Published December 9, 2003

The Hernando County School Board did the right thing when it decided recently to open all discussions about censoring the book Deenie.

But the board didn't take that action because a majority of its members believed in what they were doing. They did it because they were forced, and with the intent of finding a way, the next time a similar issue arises, to circumvent the state law that requires the public's business be conducted in public.

The inability - or is it merely an unwillingness? - of board members Jim Malcolm, John Druzbick and Sandra Nicholson to abandon their out-of-step beliefs that the public is better served when it is excluded from the decision-making process isn't just disappointing; it is troubling.

Last week the board grudgingly took its attorney's advice to settle a lawsuit filed by the St.
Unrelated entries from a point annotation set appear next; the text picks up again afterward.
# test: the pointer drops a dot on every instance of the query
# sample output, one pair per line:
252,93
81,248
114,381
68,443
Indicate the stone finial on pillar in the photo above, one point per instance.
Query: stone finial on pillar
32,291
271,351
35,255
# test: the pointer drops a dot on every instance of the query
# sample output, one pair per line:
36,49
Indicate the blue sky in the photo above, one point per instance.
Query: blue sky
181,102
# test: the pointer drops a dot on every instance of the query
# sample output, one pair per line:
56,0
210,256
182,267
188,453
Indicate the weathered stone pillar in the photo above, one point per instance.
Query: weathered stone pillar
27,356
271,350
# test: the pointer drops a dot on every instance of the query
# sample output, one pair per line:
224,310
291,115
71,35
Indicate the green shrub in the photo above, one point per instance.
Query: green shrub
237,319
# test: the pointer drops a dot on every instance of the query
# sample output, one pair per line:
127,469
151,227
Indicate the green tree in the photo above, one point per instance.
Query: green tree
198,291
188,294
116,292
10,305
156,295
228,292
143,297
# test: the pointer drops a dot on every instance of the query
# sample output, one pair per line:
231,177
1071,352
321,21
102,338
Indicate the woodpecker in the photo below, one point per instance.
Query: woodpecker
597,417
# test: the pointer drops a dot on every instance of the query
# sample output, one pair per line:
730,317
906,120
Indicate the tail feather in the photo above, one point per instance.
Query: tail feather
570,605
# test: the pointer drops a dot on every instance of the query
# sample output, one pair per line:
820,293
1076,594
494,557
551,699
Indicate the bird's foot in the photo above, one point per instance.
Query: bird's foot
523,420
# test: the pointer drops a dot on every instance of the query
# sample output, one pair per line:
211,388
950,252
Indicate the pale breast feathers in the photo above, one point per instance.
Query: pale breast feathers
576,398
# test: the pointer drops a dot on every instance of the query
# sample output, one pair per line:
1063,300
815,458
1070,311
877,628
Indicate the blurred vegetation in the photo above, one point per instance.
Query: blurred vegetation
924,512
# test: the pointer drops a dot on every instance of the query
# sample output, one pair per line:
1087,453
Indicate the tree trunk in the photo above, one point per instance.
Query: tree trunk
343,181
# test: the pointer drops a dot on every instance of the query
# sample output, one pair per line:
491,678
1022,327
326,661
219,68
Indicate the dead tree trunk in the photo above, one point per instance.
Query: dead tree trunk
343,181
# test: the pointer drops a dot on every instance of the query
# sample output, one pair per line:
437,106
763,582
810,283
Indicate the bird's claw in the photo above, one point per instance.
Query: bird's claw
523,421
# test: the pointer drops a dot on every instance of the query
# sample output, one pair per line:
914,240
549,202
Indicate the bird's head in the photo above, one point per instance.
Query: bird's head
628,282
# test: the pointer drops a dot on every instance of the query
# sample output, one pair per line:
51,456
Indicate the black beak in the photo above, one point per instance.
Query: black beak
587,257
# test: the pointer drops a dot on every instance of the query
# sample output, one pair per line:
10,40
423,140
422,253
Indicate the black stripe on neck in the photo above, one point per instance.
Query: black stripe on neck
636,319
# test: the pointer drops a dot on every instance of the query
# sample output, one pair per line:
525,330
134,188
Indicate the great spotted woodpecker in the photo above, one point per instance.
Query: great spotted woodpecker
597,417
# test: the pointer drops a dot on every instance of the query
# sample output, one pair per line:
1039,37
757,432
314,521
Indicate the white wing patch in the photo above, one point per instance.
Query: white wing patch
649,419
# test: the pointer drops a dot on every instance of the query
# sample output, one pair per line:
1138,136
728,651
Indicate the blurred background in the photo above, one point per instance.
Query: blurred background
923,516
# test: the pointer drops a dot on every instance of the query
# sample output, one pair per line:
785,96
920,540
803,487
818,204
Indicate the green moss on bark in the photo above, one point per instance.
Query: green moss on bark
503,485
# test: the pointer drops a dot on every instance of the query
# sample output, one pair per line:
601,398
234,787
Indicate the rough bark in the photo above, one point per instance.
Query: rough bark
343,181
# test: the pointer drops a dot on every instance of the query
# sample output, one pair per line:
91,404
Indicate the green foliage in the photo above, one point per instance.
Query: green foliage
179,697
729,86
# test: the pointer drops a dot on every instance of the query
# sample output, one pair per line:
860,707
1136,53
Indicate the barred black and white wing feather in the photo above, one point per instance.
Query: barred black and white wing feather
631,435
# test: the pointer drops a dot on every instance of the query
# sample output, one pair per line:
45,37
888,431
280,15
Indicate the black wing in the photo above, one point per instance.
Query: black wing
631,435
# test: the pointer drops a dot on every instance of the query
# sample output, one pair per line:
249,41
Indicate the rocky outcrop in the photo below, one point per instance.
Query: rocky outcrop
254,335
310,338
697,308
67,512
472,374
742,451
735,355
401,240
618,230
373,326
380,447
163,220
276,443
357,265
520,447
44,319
Petersburg Times. The newspaper sued because superintendent Wendy Tellone wanted to block access to the deliberations of an anonymous ad hoc committee that, per board policy, was put in place to consider complaints about whether certain library books should be available to students. The complaint concerned Deenie, a 30-year-old Judy Blume novel about a young girl who suffers from scoliosis. There are two references in the book to masturbation. The parent of a fourth-grade girl is concerned that subject is inappropriate for elementary school students.

The Times maintained that the public should be allowed to observe the district-level committee's discussions about the book because its recommendation eventually could influence the board's final decision.

But, even as the board acquiesced, it instructed its staff to revise the policy so that future challenges would fail and the committee's meetings could be held in secret. To their credit, board members Gail David and Robert Wiggins defended the public's access to the meetings. Malcolm voted with Wiggins and David, but not before stating that he was doing so against his better judgment and mainly to avoid a drawn-out legal battle.

The objections by Malcolm, Druzbick and Nicholson illuminate a distressing pattern to not disclose details about the operation of the school system the taxpayers subsidize. On the same day that the board debated the settlement, for example, Druzbick lamented it was unfortunate that discussion about the proposed - and hefty - pay raises for three top administrators had to be aired in public.

Taxpayers have a need - and the right - to know how their money is being spent; that information is a tool residents use to judge their public servants' performance and hold them accountable. Attempts to thwart access to that information are counterproductive to good government and invite skepticism, often when it is not even warranted.

Hernando County residents who appreciate the gravity of some board members' misguided indifference to open government should register their disapproval now - before the policy that governs ad hoc committees such as this one is misused to block their entrance.